Лезем на юрово, по душу его морскую, рукавицами гребем, задом подхватываем, головами покачиваем – как есть тюлени! Спину ломит, колени отпали, а любо это и весело!

Вот мы приехали. Душина от них! Глядят, говорят меж собой, что-де ихнего полку прибыло… Тут мы прянули на зверя, как волки. Пика свистнула, да кровь пробрызнула. Песню поморским обычаем завели:

Сила земна,
Сила водяна,
Земна толщина,
Морска глубина!
Зверь идет,
Зверя ведет!
Четыре ветра,
Четыре вихря.
Ходит сила
Из жилы в жилу.
Зверь идет,
Зверя ведет!
День с ночью,
Медь с кровью.
Стрела калена,
Тетива шелкова.
Зверь идет,
Зверя ведет!

Тюлень упал, и другой – твой, и третий опрокинулся. Любо это и весело. Зверь ревет, мы поем, охота нами обовладела. Знай железо блестит, кровь свистит да туши ложатся…
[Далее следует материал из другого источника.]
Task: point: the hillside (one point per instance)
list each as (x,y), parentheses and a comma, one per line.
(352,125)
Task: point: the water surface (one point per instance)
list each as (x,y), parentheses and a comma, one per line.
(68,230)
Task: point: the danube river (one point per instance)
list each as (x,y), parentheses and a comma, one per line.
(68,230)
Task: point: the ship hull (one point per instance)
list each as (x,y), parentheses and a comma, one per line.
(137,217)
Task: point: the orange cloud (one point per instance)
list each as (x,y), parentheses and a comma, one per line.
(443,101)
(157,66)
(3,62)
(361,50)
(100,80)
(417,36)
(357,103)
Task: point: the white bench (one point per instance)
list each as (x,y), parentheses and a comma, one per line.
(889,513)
И тут как пологом побоище завесило – снег стеной повалил. Опомнились:

– Егор Иванович, что велишь?

А ветер – от с горы да с горы. Не знаем, когда он полуношника одолел. И льдина под ногами завизжала, не любит тоже в море идти. Егор кричит:

– Кидай все, попадай к горе на пиках!

Не бежим – летим. И чуем: не стоит лед-от, гонит его разбойный ветер. Полынью перемахнули, другу перескочили и – аминь… Поперек разводье легло велико, широко, как река. Вода чернил чернее, а мы бумаги белее. Где стояли, тут и пали. Конец нам…

И мой Олександр затрясся и меня с дядей – черной бранью… Последнее слово кинул:

– Пошто с народом не пошли! От людей бы нас унесло, телеграмм бы наподавали на ледокол, по маякам!
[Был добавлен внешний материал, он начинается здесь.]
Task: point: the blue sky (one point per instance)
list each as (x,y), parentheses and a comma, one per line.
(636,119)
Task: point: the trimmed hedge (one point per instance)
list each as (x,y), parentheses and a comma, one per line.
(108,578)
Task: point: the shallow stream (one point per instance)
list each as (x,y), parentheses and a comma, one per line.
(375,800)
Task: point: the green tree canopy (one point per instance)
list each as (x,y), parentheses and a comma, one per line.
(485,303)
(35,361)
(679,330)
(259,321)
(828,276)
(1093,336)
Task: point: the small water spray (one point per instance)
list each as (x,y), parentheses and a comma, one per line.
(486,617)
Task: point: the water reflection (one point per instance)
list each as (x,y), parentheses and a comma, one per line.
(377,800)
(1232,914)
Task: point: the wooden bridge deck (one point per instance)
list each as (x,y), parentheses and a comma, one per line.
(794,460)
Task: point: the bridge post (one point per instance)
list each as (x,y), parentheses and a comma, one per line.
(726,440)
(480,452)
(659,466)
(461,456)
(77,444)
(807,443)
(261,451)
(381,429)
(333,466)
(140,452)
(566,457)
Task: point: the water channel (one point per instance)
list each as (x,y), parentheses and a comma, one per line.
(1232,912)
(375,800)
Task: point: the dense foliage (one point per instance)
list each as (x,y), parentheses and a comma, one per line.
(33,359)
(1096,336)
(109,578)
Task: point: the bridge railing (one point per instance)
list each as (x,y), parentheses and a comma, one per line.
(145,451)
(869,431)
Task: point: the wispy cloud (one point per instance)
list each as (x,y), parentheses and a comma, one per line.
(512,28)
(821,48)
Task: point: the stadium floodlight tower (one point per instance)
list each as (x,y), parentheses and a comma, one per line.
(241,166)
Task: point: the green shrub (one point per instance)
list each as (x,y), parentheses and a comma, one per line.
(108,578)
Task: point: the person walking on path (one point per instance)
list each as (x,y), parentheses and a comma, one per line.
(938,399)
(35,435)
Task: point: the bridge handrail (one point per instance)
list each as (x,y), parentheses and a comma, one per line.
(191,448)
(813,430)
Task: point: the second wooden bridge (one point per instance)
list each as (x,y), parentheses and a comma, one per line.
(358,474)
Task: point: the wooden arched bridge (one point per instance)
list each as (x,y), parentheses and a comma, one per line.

Егору нельзя духом падать – он юровщик:

– Еще не ревите, еще не конец! Буде, во своем море останемся, всяко нас к тому ли, к другому берегу прикачает.

До вечера ни единым словом меж себя не перещелконули.

Ночь передремали, утром по окольным льдинкам с полдесятка зверя нашли убитого, тюленины пожевали: душная она, рвало нас. Заместо воды – снег. А тюленьи тушки – и постель и окутка.

На другой день показало Летние горы. Лодкой достали бы берега…

На третий день мы наревелись – жаланненьки Зимние горы в глазах были. Чалились мы за лед, всяко к берегу прибарахтывались. Да где тут!…

Потом трое сутки – лед, да небо, да вода. Лед, да небо, да вода… Всего семь дней, семь ночей в Белом море кружало.

Дале туманами шли сутки, не знали где. А ночь привелась звездна, по звездам прочитали, что шествие льда – на полночь, в океан. Опять Олексишко воет, опять на меня тоска, опять Егор утешает:

– Еще не тужите, еще не конец, еще не смерть! На свету Горлом беломорским пойдем, должны нас с маяков оприметить.

Утро серое взялось со снегом. Влево Лопский берег чернел. Мы до сумерек кричали. На пику рубаху повесили, махали. Никто не услышал, никто не увидел. Только нерпы в воду булькают. Брат лысуна заколол, в распоротом брюхе ноги грели.

Мы с братом каждый про себя знали, что, чем скорей замерзнуть, тем бы краше, но ради парнишки показывали вид надежды.

В Горловине заторами неволило нас пять ден. А лед мелок, не несет человека. Беда беду родит: ноги натекли, у рук персты опухли, с тюленины душу воротит, знобит – все бы спал. Докучаю брату:

– Это конец. Цинга пришла, черна смерть…

Он как стукнет меня по шее:

– Это простуда! Еще не смерть, еще не конец!

На двенадцаты сутки бедствия вынесло нас в Ледовитый океан. А нам все одно – только бы крепче заснуть. И уснули бы вечным сном, да двинуло торосом становым. Наша льдина лопнула. Тут разбудились, прянули на ноги:

– Егор Иванович, что велишь?! Он огляделся: во все стороны развеличился окиян-батюшко…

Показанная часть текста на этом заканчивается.